The strongest candidates start by asking questions that change the design. "Are we recommending for the homepage or for a specific context like 'watch next'? Do we need real-time personalization or can we pre-compute? How do we handle new users with no history?" These questions shape every subsequent decision.

What You Will Master

  • How to formulate recommendation as an ML problem with clear metrics
  • Multi-stage retrieval + ranking architecture used by Netflix, YouTube, Spotify
  • Collaborative filtering vs. content-based vs. hybrid approaches with trade-offs
  • Cold start strategies for new users and new items
  • Feature engineering for user-item interactions
  • Real-time vs. batch serving trade-offs
  • Online evaluation with A/B testing and interleaving
  • Diversity, freshness, and business rule re-ranking

The Complete Design

Step 1: Requirements (5 min)

Functional requirements:

  • Personalized recommendations for 100M+ users across 500K items
  • Homepage recommendations (top 50 candidates across genres)
  • "Because you watched X" contextual rows
  • New user onboarding experience

Non-functional requirements:

  • Latency: <200ms for homepage load
  • Freshness: New content surfaced within hours
  • Coverage: 80%+ of catalog recommended to at least some users
  • Availability: 99.9% - fallback to popularity-based if model fails
Interviewer's Perspective

When a candidate asks "Are we optimizing for watch time or number of sessions?", I know they've built real systems. This single question changes whether you use a regression model (predict watch time) or a classification model (predict will-click). It's the kind of question that separates Senior from Mid-level.
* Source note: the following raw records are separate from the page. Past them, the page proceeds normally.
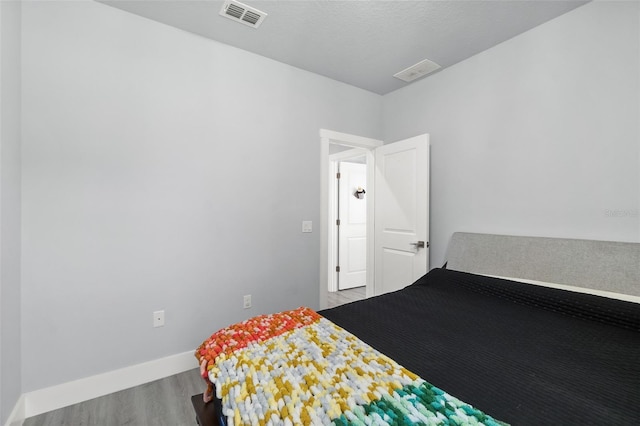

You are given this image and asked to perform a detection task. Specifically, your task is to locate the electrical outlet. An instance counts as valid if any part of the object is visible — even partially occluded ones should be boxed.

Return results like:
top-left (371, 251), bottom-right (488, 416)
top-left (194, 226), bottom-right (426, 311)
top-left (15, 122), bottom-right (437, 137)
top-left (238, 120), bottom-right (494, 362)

top-left (153, 311), bottom-right (164, 327)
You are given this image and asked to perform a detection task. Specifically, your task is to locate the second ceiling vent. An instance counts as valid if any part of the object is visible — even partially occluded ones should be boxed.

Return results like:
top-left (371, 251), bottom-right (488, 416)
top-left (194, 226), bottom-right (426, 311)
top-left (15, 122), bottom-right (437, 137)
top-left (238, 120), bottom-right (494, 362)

top-left (220, 0), bottom-right (267, 28)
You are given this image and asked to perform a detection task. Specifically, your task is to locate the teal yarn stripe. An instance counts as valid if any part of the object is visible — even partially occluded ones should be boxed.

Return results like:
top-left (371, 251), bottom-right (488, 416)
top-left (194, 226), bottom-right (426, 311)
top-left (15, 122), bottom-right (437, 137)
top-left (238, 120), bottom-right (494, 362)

top-left (332, 382), bottom-right (506, 426)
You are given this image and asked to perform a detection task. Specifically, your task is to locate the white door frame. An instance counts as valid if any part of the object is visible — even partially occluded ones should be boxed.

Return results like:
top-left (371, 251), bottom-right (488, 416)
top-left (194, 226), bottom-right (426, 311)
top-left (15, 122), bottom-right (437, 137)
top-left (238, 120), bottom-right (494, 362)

top-left (320, 129), bottom-right (383, 309)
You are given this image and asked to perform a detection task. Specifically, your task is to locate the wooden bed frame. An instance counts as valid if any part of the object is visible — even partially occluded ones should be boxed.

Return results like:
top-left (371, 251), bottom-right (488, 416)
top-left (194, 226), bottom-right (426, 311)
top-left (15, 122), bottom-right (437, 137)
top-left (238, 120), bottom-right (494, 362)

top-left (191, 393), bottom-right (220, 426)
top-left (191, 232), bottom-right (640, 426)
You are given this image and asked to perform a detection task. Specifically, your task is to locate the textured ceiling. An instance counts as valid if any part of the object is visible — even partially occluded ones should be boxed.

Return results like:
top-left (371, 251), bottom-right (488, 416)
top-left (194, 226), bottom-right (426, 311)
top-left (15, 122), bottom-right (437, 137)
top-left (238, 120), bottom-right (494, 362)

top-left (100, 0), bottom-right (586, 94)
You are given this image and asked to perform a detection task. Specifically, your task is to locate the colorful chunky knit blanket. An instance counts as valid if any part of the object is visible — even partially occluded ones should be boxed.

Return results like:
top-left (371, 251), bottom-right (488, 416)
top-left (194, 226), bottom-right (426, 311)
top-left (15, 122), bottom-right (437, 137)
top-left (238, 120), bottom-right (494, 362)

top-left (196, 308), bottom-right (502, 426)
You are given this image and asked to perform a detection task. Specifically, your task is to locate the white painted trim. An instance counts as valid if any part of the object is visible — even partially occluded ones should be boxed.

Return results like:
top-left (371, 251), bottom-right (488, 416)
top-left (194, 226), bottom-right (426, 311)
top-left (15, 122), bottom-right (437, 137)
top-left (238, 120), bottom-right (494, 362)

top-left (320, 129), bottom-right (384, 309)
top-left (365, 150), bottom-right (376, 297)
top-left (5, 395), bottom-right (26, 426)
top-left (327, 160), bottom-right (338, 293)
top-left (23, 351), bottom-right (198, 418)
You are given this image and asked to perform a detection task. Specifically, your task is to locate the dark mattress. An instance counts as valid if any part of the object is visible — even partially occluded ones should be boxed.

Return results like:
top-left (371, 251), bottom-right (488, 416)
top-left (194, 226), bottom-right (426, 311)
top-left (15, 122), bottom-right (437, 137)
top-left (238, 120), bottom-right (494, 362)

top-left (320, 269), bottom-right (640, 425)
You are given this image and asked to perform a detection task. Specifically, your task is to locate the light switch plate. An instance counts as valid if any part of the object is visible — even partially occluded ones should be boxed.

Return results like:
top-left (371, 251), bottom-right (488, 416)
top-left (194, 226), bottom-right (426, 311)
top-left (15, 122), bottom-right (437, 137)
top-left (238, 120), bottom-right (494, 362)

top-left (153, 311), bottom-right (164, 327)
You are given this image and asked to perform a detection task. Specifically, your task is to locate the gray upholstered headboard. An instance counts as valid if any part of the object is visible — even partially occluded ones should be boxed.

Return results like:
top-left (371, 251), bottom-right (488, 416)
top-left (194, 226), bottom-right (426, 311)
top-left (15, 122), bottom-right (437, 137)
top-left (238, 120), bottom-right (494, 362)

top-left (447, 232), bottom-right (640, 296)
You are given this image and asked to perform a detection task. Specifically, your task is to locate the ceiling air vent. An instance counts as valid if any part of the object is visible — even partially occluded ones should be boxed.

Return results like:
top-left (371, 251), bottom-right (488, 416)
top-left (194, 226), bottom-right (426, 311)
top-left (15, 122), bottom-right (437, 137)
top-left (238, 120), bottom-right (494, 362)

top-left (220, 0), bottom-right (267, 28)
top-left (393, 59), bottom-right (440, 83)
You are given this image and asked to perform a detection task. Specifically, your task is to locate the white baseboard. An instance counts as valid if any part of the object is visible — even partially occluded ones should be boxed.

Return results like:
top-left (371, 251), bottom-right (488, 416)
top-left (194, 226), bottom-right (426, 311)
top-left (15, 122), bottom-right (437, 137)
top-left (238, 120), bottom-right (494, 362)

top-left (21, 351), bottom-right (198, 420)
top-left (5, 395), bottom-right (26, 426)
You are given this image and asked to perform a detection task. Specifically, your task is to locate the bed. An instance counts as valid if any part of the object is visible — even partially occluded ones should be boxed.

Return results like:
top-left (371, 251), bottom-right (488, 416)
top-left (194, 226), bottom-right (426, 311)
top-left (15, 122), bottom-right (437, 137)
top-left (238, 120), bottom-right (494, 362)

top-left (192, 233), bottom-right (640, 426)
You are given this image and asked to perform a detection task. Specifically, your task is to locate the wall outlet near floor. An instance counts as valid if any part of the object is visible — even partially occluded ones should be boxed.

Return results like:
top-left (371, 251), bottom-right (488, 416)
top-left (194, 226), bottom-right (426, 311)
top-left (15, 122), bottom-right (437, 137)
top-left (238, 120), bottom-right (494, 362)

top-left (153, 311), bottom-right (164, 327)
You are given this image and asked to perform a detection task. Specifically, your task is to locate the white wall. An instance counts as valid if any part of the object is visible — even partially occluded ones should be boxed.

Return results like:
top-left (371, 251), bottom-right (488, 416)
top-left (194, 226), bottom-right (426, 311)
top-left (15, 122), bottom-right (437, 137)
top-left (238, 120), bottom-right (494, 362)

top-left (22, 1), bottom-right (382, 392)
top-left (383, 2), bottom-right (640, 266)
top-left (0, 1), bottom-right (21, 424)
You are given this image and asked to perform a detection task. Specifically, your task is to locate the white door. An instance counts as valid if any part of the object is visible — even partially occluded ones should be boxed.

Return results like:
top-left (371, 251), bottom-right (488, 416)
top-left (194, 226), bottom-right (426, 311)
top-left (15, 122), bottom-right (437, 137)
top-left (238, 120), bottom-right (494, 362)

top-left (338, 162), bottom-right (367, 290)
top-left (374, 135), bottom-right (429, 294)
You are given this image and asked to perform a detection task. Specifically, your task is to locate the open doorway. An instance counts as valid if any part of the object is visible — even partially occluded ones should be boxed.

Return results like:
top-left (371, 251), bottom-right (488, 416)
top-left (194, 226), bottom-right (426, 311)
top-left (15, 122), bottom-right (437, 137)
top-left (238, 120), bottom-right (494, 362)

top-left (327, 150), bottom-right (364, 308)
top-left (320, 129), bottom-right (382, 309)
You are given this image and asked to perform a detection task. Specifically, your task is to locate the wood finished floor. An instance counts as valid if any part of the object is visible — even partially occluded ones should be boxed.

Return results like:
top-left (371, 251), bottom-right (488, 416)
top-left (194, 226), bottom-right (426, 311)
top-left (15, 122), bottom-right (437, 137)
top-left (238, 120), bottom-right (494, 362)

top-left (23, 368), bottom-right (205, 426)
top-left (23, 287), bottom-right (366, 426)
top-left (327, 287), bottom-right (366, 308)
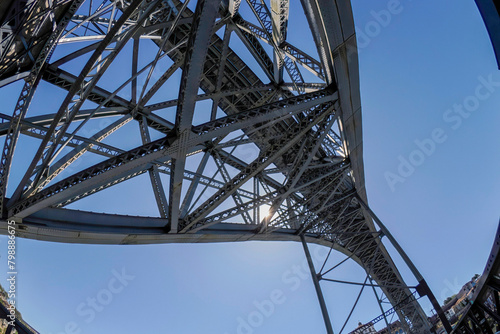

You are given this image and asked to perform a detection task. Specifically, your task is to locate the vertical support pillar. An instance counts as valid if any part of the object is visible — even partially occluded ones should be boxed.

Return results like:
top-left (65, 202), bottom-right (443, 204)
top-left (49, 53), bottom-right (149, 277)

top-left (370, 277), bottom-right (392, 334)
top-left (356, 196), bottom-right (452, 333)
top-left (300, 234), bottom-right (333, 334)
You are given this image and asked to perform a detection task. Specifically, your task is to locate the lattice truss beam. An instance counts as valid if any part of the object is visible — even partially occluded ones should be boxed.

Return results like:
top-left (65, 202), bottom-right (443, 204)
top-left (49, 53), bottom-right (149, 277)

top-left (0, 0), bottom-right (430, 331)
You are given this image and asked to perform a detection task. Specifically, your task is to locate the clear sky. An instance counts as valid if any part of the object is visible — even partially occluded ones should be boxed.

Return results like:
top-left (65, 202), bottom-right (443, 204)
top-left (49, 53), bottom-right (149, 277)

top-left (0, 0), bottom-right (500, 334)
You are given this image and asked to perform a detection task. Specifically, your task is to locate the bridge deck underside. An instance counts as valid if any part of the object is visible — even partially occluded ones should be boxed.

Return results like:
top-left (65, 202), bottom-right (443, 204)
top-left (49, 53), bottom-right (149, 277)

top-left (0, 0), bottom-right (427, 332)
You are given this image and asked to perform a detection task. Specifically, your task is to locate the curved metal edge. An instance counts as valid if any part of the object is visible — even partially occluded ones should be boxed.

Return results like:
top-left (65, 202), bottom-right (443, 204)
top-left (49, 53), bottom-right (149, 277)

top-left (451, 220), bottom-right (500, 334)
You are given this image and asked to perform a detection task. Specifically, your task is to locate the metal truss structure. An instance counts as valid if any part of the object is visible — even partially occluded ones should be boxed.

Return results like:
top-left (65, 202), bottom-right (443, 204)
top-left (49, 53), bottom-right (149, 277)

top-left (452, 224), bottom-right (500, 334)
top-left (0, 0), bottom-right (446, 333)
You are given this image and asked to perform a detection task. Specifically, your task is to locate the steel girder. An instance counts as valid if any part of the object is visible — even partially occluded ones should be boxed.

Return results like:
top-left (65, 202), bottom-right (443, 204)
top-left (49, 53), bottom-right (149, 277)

top-left (0, 0), bottom-right (428, 333)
Step 2: Problem Formulation (5 min)

Business GoalML ObjectivePrimary MetricGuardrail Metrics
Increase engagementPredict P(watch > 2 min | user, item)Watch-through rateContent diversity, catalog coverage, session length

ML problem type: Two-stage system

  1. Retrieval: Given a user, retrieve 1000 candidate items from 500K (recall-focused)
  2. Ranking: Score and rank 1000 → top 50 (precision-focused)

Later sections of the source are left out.